There’s a hint in the Samsung article that a fairly quick-and-dirty way to get flash faster is to increase the page size of the memory cells. If so, expect flash cell sizes to get a lot bigger in the next few years. That will probably hurt the seek times a bit, but yield a strong net plus for overall operations.

However, none of this is going to provide anything like a “Wow” performance boost for general operations. For 2007, what you’re going to get for your money is a solid state hard drive that performs like a hard drive, not anything a lot better than a hard drive. That will improve, but anything that starts looking more than DRAM than a hard drive for speed will probably not come until one of the wannabe successors to flash makes an impact four or five years from now.

If you see an example or two of wowish technology (i.e., boot times), rest assured it will be due more to software tricks than raw firepower. It will probably also help a bit to have what will essentially be a big (if slowish) cache to free up the hard drive to look for other things, but again, nothing to write home about.

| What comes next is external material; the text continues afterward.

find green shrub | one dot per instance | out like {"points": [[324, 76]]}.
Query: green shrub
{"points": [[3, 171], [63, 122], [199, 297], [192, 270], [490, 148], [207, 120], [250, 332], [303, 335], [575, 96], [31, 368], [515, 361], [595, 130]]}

Something else to keep in mind is that CPUs really aren’t capable of processing billions and billions of bytes per second. As we saw with the iRAM, it’s not like the only thing stopping your computer from booting in a split second is a data-starved CPU. Yes, data transfer is a bottleneck, and a big one, but it’s not all bottleneck.

One of the ironies on this whole issue is that solid state storage will eventually force CPUs to change.

This is going to be one of those technologies that will creep up on us. It will get a foothold for nonperformance reasons, and eventually will speed up.

One thing for sure, though, if you have a limited, or even not-so-limited budget, this is going to be one of the lower-priority items for the next few years: not a whole lot of bang for a lot of buck for pretty much the rest of this decade.